The Manifesto Group was a British parliamentary alliance of Labour MPs led by Dickson Mabon (who preferred to be known as Dick Mabon), who were opposed to what they perceived to be the leftward drift of the Labour Party in the 1970s.

==History==
In 1974, the left-wing Labour MP Ian Mikardo was elected as chairman of the Parliamentary Labour Party. Dickson Mabon was opposed to this, as he saw it as evidence of a drift towards the left. As a result, he launched the Manifesto Group of Labour MPs on 17 December 1974, to counterbalance it and to support Labour MPs who "did not regard defending the [Labour] Government as a betrayal of socialism".

==Membership==
Membership of the Manifesto Group included John Smith, Denis Healey, George Robertson, Roy Hattersley, Gerald Kaufman and Jack Cunningham.

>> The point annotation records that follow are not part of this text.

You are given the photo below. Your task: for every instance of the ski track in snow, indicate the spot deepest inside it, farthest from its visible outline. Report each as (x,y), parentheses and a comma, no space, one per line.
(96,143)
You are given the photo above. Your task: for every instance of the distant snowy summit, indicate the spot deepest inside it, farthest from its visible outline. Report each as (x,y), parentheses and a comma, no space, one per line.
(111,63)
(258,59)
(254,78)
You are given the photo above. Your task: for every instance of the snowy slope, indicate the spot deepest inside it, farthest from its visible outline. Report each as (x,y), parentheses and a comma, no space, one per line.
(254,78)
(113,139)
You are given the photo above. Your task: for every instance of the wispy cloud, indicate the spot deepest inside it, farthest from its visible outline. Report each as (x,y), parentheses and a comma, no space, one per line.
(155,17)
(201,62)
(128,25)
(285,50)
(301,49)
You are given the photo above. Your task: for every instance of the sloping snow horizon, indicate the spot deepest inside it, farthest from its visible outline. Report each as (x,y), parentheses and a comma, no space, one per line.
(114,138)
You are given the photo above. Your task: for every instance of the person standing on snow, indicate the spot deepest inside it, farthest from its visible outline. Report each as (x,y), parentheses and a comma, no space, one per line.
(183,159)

It also included Brian Walden, David Marquand, John Horam, Ian Wrigglesworth, the then Father of the House George Strauss, the former Foreign Secretary Michael Stewart, Ben Ford, Giles Radice and Phillip Whitehead. It also included many members who were later to defect to the SDP, such as Roy Jenkins, Bill Rogers, Shirley Williams and David Owen, including Dickson Mabon himself.

==Organisation==
Unlike the "Keep Calm" group of 1952, the Manifesto Group did not seek to reconcile opposing wings of the Labour Party, and instead rigorously opposed the left. Mabon ensured the electoral success of Manifesto members to senior positions in the Labour Party, such as the Cabinet and NEC. George Robertson, who later became Secretary of State for Defence under Prime Minister Tony Blair, said that Manifesto under Dickson Mabon organised elections better than the Tribune Group had ever managed to.

==Success==
Two of the Manifesto Group's greatest achievements were the election of moderate Labour MP Cledwyn Hughes as Chairman of the Parliamentary Labour Party, and the election of James Callaghan as Labour leader in April 1976, who then became Prime Minister in the Labour-majority Parliament.

==Replacement==
Following the stated intention of many key members of Manifesto, including that of Dickson Mabon himself, to leave the Labour Party, it was replaced in 1981 by the Labour Solidarity Campaign. The small majority of moderate Denis Healey over Tony Benn in the Deputy Leadership Contest of September 1981, and the party votes for unilateral nuclear disarmament and withdrawal from the EEC, solidified their decision, and many left to form the Social Democratic Party.